Then, we add the prefix *«προ-»* [prɔ-] for further generation of ancestry.


----------



## Yendred

Interesting this _*pr(o/a)/*_*пр(o/а) *prefix in several languages for further generations.
The English prefix _great- _would primitively mean something like "_superior_".
The French prefix _arrière- _means "_back (in time)_".
But what is the proper meaning of _*pr(o/a)/*_*пр(o/а)* in this context? "_before_" maybe?


----------



## Awwal12

In standard Russian pra- is generally unproductive and seems to be used in relationship terms only (great-grandparents and great-grandchildren, precisely). In the dialects it's also unproductive, although does provide another couple of isolated examples. It's believed to be related to Latin prō- and Old Indian prā-.


----------



## Vukabular

In Serbian pre = before


----------



## Awwal12

Vukabular said:


> In Serbian pre = before


Serbian pre- (or Russian pere-) lacks that meaning. Not to be confused with pred-. Neither is directly related to pra- on the Slavic level.


----------



## Vukabular

In Serbian word for ancestor is "predak".


----------



## Awwal12

Vukabular said:


> In Serbian word for ancestor is "predak".


Which is transparently decomposed as pred- + -ak (Cf. Rus. "prédok", which is a loan from Church Slavonic, with the same meaning).


----------



## Nizo

Esperanto incorporated the prefix _pra-_ with the meaning of something from a long time ago, or primitive. It is used in family relationships for great-. For example, _avo_ (grandfather) / _praavo_ (great-grandfather), _nepino_ (granddaughter) / _pranepino_ (great-granddaughter).

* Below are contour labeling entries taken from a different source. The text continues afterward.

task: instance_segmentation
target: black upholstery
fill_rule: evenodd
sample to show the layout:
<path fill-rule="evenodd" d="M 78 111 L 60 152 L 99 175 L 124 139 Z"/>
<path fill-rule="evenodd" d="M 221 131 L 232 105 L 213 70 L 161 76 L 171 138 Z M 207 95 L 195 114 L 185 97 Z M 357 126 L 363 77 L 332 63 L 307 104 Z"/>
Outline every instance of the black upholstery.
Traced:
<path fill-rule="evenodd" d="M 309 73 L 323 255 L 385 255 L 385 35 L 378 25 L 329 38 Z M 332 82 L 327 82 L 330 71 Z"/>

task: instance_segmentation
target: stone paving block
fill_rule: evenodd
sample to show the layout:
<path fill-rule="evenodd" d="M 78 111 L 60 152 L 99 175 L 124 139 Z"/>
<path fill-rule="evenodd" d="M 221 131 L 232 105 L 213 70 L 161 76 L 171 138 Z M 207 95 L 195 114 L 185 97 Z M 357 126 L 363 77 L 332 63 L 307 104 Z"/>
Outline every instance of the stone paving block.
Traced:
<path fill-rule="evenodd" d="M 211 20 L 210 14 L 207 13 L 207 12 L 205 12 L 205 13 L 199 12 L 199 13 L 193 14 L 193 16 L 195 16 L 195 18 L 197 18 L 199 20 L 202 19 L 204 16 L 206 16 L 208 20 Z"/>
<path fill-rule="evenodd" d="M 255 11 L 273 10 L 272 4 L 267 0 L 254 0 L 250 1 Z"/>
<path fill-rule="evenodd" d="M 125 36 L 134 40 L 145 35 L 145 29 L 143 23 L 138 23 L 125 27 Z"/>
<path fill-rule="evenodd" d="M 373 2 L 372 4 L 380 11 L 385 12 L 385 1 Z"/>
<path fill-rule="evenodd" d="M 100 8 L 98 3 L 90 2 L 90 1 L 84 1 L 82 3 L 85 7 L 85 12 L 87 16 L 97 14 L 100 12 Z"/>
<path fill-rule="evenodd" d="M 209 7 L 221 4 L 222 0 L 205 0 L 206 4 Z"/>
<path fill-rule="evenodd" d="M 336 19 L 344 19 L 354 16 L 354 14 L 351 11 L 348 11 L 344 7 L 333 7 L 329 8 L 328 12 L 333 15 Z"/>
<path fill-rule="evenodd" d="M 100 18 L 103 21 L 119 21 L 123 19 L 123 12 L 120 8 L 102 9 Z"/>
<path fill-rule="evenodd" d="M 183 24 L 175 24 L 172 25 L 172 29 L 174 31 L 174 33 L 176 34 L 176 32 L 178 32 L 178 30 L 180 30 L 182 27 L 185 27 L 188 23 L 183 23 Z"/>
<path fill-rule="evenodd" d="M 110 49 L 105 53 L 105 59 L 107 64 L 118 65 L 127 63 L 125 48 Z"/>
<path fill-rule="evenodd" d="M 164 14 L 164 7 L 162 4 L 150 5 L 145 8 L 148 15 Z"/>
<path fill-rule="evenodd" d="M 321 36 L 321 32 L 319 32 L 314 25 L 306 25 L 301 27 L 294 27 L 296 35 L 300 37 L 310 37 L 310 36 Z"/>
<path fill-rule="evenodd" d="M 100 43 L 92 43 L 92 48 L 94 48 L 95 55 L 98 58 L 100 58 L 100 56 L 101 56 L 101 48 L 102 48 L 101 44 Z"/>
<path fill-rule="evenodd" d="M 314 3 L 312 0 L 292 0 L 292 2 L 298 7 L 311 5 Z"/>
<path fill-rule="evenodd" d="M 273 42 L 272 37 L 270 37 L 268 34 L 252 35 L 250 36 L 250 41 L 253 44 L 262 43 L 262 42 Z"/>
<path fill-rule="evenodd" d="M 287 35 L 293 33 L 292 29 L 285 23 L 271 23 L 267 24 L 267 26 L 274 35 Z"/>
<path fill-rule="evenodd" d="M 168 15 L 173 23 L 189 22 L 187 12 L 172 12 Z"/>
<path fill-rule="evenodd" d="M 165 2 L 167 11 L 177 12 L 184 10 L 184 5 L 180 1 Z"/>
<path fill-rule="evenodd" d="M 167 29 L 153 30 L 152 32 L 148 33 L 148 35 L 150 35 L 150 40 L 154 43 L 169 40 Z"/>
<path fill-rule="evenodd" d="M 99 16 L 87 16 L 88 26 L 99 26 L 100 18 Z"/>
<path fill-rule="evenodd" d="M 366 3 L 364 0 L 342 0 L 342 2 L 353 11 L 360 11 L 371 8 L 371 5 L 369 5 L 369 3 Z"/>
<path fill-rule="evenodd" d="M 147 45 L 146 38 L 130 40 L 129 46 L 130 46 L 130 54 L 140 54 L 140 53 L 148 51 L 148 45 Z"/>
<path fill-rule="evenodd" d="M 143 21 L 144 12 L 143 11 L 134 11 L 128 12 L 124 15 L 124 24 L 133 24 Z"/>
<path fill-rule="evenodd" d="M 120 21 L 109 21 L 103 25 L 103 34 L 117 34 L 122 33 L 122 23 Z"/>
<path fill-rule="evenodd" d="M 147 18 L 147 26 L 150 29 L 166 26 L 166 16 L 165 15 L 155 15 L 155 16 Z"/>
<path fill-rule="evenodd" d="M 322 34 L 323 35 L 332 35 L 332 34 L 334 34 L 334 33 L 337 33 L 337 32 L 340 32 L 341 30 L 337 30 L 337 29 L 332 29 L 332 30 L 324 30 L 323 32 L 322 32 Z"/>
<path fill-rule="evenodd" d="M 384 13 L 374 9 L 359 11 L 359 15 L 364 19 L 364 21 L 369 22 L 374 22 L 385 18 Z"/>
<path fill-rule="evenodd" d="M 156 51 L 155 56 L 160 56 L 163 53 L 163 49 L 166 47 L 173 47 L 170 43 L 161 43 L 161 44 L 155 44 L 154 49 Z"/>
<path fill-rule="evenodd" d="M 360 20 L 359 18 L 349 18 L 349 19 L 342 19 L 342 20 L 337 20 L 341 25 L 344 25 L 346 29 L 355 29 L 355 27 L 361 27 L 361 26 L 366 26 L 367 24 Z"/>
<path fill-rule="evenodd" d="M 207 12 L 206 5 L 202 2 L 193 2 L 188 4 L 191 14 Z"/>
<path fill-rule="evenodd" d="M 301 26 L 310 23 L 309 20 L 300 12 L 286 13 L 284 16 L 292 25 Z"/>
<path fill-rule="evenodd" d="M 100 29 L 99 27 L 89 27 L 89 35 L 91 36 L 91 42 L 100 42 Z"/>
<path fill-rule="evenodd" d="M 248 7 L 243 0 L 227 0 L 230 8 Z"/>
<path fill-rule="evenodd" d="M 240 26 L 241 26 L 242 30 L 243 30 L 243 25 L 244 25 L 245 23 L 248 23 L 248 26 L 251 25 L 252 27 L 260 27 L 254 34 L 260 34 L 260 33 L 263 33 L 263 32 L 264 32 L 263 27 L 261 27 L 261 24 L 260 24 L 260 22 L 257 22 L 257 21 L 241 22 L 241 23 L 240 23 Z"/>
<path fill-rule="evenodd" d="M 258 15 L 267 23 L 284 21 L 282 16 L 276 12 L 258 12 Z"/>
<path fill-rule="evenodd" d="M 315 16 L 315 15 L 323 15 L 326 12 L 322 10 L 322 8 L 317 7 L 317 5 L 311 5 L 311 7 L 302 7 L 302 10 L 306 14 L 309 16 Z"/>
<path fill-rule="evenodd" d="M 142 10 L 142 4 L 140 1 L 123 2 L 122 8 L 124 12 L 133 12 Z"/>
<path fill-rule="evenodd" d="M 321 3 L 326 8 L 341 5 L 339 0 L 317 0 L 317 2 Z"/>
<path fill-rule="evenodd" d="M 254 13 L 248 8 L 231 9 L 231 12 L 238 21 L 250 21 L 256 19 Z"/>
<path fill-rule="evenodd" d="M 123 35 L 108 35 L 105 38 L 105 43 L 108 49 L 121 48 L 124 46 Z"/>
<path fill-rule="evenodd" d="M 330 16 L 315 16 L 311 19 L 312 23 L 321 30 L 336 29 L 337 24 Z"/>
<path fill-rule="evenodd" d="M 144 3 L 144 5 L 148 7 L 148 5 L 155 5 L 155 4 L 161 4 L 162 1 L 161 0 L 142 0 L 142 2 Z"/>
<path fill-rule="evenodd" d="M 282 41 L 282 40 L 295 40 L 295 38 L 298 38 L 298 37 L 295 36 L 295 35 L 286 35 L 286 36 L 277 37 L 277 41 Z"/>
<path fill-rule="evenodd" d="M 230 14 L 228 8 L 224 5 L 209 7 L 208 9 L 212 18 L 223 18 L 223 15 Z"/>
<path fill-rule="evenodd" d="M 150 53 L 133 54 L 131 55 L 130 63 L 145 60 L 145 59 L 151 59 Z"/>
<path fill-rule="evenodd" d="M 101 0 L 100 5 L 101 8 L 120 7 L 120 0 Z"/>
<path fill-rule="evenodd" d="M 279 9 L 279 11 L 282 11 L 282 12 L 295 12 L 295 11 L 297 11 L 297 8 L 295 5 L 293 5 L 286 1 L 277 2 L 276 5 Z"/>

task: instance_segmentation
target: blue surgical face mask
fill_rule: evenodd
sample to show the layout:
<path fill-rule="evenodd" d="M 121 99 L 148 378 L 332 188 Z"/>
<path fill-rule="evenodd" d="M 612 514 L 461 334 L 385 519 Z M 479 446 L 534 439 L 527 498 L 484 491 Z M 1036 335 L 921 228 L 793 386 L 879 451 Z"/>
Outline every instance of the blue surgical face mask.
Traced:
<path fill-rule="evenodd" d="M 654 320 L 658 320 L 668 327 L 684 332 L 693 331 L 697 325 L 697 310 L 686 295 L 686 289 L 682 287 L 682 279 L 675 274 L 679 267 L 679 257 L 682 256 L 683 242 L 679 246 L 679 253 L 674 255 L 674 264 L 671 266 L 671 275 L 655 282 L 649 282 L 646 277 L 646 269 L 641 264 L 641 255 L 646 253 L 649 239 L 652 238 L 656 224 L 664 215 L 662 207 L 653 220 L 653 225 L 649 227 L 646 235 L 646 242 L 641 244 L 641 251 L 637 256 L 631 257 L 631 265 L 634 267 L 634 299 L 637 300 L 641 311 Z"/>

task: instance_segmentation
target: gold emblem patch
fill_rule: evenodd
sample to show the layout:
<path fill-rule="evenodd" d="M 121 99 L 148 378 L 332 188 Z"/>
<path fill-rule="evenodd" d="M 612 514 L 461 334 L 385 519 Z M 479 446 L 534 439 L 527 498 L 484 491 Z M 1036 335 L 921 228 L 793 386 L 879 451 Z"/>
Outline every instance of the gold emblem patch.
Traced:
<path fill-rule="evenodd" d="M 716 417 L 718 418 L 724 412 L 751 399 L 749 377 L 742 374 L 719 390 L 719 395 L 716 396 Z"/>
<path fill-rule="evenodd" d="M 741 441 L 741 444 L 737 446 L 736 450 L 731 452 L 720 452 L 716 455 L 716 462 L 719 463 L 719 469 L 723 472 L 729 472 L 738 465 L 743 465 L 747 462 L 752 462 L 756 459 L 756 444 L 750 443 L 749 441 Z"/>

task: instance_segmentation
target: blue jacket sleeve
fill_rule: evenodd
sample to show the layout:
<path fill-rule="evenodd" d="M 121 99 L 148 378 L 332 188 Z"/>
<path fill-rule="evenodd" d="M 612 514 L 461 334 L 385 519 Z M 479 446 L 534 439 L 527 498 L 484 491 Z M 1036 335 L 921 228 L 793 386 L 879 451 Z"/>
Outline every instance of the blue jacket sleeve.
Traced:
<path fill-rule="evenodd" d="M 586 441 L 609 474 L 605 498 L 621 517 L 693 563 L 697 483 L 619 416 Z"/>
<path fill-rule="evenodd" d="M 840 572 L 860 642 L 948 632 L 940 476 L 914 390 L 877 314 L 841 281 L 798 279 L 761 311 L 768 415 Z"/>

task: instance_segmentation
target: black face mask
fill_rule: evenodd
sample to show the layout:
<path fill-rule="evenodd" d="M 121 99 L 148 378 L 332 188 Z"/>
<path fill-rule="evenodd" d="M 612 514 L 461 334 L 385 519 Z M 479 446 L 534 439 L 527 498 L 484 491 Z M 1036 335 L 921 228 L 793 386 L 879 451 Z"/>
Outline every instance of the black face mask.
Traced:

The more _pra_s the greater the person  Ancestors can be translated as _praavoj_; forefathers, as _prapatroj_.

The Esperanto prefix _pra-_ is also used in such combinations as _la Praeksplodo_ (the Big Bang), _pratipo_ (prototype), _prahomo_ (early human), _praarbaro_ (old-growth/primary/virgin forest), and _prapeko_ (original sin).


----------



## Doraemon-

In Spanish there is a specific name up to four generations, in both directions (ascending-descending, in the forms of masculine/feminine):
1. padre/madre - hijo/hija
2. abuelo/abuela - nieto/nieta
3. bisabuelo/bisabuela - bisnieto/bisnieta
4. tatarabuelo/tatarabuela - tataranieto/tataranieta

The most usual form for referring to more distant people in the ascending/descending line is to repeat tátara-, although this rarely happens:
5. tátara-tatarabuelo / tátara-tatarabuela - tátara-tataranieto / tátara-tataranieta
6. tátara-tátara-tatarabuelo / tátara-tátara-tatarabuela - tátara-tátara-tataranieto / tátara-tátara-tataranieta
...



In Catalan after the fourth degree we just use the ordinal number (starting from the grandfather/grandmother):
1. pare/mare - fill/filla
2. avi/àvia - nét/néta
3. besavi/besàvia - besnét/besnéta
4. rebesavi/rebesàvia - rebesnét/rebesnéta (also tresavi/tresnét; 'tres'=3)
5. avi 4t - nét 4t  (also quadravi/quadrinét, although rare; 'quadr-' means 4)
6. avi 5é - nét 5é
7. avi 6é - nét 6é
8. avi 7é - nét 7é
9. avi 8é - nét 8é
10. avi 9é - nét 9é
.... (up to infinite)


----------



## AndrasBP

Vukabular said:


> Serbs have the following names:



No European language has distinct terms for 16 generations. 
After doing some online research about the origin and use of the Serbian terms for generations 6 and above, my conclusion is that the list is a hoax.


----------



## Circunflejo

Doraemon- said:


> tátara-tataranieto / tátara-tataranieta


Chozno and chozna. Same meaning and way shorter.


----------



## Doraemon-

Circunflejo said:


> Chozno and chozna. Same meaning and way shorter.



Yes, but almost nobody uses it. 
Most people don't even know the word.


----------



## Vukabular

AndrasBP said:


> No European language has distinct terms for 16 generations.
> After doing some online research about the origin and use of the Serbian terms for generations 6 and above, my conclusion is that the list is a hoax.


If you suspect hoax you can always come to the Ethnographic Museum in Belgrade and check it out, Budapest is not far away from Belgrade and you can also get information at the museum in _Szekszárd_ because these two museums have mutual cooperation, ask Martha she works as a curator there.


----------



## Dymn

Some related threads:

great (great grandparent, great grandchild)
grand- (grandchild, grandchildren)


----------



## jazyk

In Portuguese there is a specific name up to four generations, in both directions (ascending-descending, in the forms of masculine/feminine):
1. pai/mãe - filho/filha
2. avô/avó - neto/neta
3. bisavô/bisavó - bisneto/bisneta
4. tataravô or tetravô/tataravó or tetravó- tataraneto/tataraneta

The most usual form for referring to more distant people in the ascending/descending line is to repeat tátara-, although this rarely happens:
5. tátara-tataravô / tátara-tataravó - tátara-tataraneto / tátara-tataraneta
6. tátara-tátara-tataravô / tátara-tátara-tataravó - tátara-tátara-tataraneto / tátara-tátara-tataraneta


----------